Recognizing when your inner child is activated - Understanding triggers, wounds, and patterns formed in childhood that still impact your adult reactions - keep a trigger journal
Play and joy as medicine - Reconnecting with curiosity, creativity, and spontaneity; giving yourself permission for delight - keep a joy journal
Meeting core needs - Safety, belonging, worth, competence - the fundamental needs we all carry from childhood into adulthood
Healing childhood wounds - Working with the parts where you still carry memories of pain and fear
Inner child dialogue practices - Actual talking kindly to the younger parts of yourself
Coming Around the Mountain
When Old Wounds Show Up Again
You thought you'd worked through this. You did the therapy, read the books, had the breakthrough. You processed that childhood wound, healed that relationship pattern, made peace with that old pain. And then it shows up again. Not because you failed. Not because your previous work didn't matter. But because healing isn't linear—it's spiral.
Coming around the mountain is the recognition that we don't heal issues once and for all. We heal them in layers. Each time we circle back, we're not returning to the same place—we're encountering the same issue from a higher vantage point, with more capacity, deeper understanding, and greater resources than we had before.
Think of climbing a mountain on a spiral path. You might pass the same landmark multiple times as you ascend, but each time you're higher up. The view is wider. You can see more clearly. What felt overwhelming at the base of the mountain becomes manageable further up. This is how emotional healing works.
Why the Same Issues Resurface
You're ready for the next layer
The first time you addressed this wound, you handled what you could with the tools and awareness you had then.
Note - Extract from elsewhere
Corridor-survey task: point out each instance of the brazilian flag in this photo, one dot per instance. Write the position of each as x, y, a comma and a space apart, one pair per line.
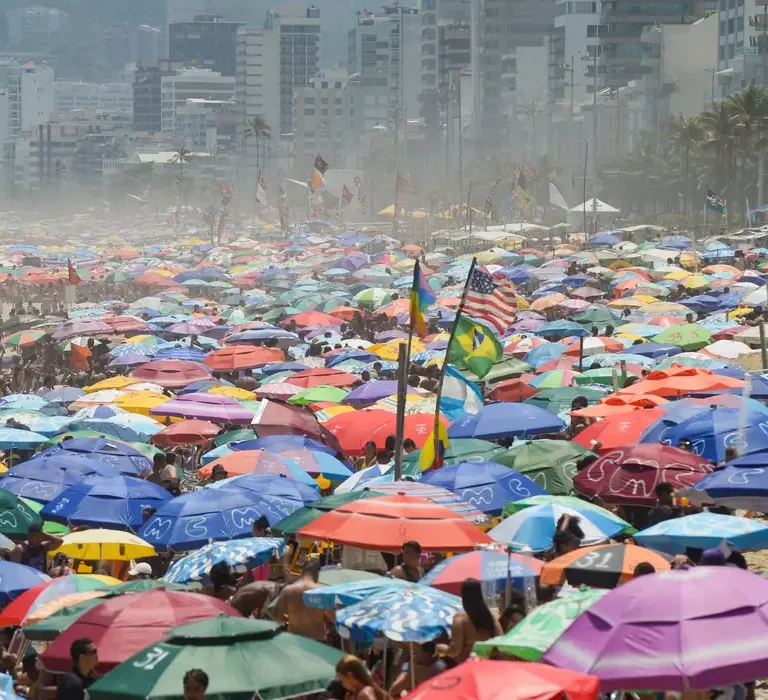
475, 346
Now you're stronger, more resourced, and capable of going deeper.
Life brings new triggers
A new relationship, a new loss, a new life stage can activate aspects of old wounds you didn't know were still there. This isn't regression—it's revelation.
You're integrating at a deeper level
Intellectual understanding comes first. Emotional processing comes next. Embodied integration takes even longer. Each pass around the mountain brings you closer to full healing.
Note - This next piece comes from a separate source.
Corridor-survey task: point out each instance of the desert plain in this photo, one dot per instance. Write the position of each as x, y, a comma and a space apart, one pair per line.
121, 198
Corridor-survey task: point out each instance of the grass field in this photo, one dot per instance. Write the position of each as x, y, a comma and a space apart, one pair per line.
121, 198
Your nervous system needs time
Your body holds trauma and patterns that your mind has already processed. Sometimes you need to revisit issues somatically—through breathwork, movement, or body-based practices—even after you've "understood" them mentally.
A Note on Triggers
When something triggers you, sending a cortisol spike through your being—it really activating a protective response groove—it's information. Your response is showing you where there's still a painbody, where you still need care, where your younger self is asking for attention. Instead of being frustrated that you're triggered, you can be curious: What is this trying to tell me? What limited story is underpinning this reaction?
Coming around the mountain isn't failure. It's the path itself. And each time around, you're closer to the summit—to integration, to peace and presence.
Grounding Yourself Back to Neutral
Healing happens in the gentle return, not the dramatic leap.
Each time you get lost, choose one small way to ground yourself:
A full glass of water with gratitude
Five slow breaths before answering
Saying one sentence to your inner child: I see you. I've got you.
Having a moment of play, no purpose required
These are not indulgences. They are medicine.
Affirmation to carry forward: I am safe enough to feel. I am worthy enough to rest. I am able to rise—again and again.